José Carbonell |
En los días recientes la discusión sobre esta reforma se ha centrado en dos puntos. En primer lugar, sobre si significa o no un retroceso en los derechos de los trabajadores y, principalmente, sobre la democracia y la transparencia de los sindicatos. Sin duda son temas fundamentales en el marco de las relaciones laborales de este país. No obstante, considero que podríamos darle un enfoque mucho más útil al debate, y pensar por ejemplo en términos de equidad de género.
Si comparamos los países de la OCDE, las mujeres mexicanas son las que menor presencia tienen en el mercado laboral, solo por detrás de Turquía. Menos de la mitad de las mexicanas son económicamente activas (45.9 por ciento, para ser precisos), frente al promedio de la OCDE de casi 62 por ciento, por no mencionar el caso de las naciones más adelantadas en este rubro: Islandia (82.4%), Suecia (77.7) o Suiza (76.7).
Más allá de una cultura y unos valores machistas (que todavía existen), el mercado laboral mexicano es especialmente discriminatorio y excluye a las mujeres. Debido a su rigidez, es prácticamente imposible encontrar un empleo a tiempo parcial, por horas o con la flexibilidad que requieren las mujeres –y especialmente aquellas que son madres–. No hay que olvidar que –en parte por esta razón– más de la mitad de las mexicanas que cuentan con un empleo trabajan en el sector informal.

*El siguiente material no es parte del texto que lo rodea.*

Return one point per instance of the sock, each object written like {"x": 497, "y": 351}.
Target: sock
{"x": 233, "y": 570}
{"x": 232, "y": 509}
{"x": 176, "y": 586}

Además de la rigidez del mercado de trabajo, no sorprende que en este país las políticas para facilitar la conciliación de la vida familiar y la laboral –guarderías, flexibilidad de horarios, permisos y licencias de maternidad, trabajo a distancia y un largo etcétera–, sean prácticamente inexistentes.
Así lo reconoce la propia OCDE –en un documento recientemente entregado al presidente electo– cuando afirma que “la modesta participación de las mujeres mexicanas en el mercado laboral se debe en gran parte a la carencia de políticas de conciliación entre trabajo y vida familiar, especialmente la insuficiente oferta de servicios de cuidado infantil (guarderías)”.
Por otro lado, esta incompatibilidad también afecta a las mexicanas más jóvenes. Solo un tercio de las mujeres de 15 a 24 años (aquellas que deberían estar realizando estudios de bachillerato o universidad) tiene un empleo, frente a casi la mitad del conjunto de la OCDE, o el 67 por ciento de las mujeres danesas de la misma edad.
Resultan por demás evidentes los efectos de una baja participación femenina en el mercado laboral: mayores niveles de pobreza infantil (y general), mayor dependencia económica de la pareja, desperdicio de capital humano y un largo etcétera.
Si nuestra clase política –y sobre todo nuestros sindicalistas– estuvieran más abiertos a estos temas, el debate sobre la reforma laboral estaría en otro nivel y la discusión sería muy diferente.
Pero eso sería pedirle peras al olmo.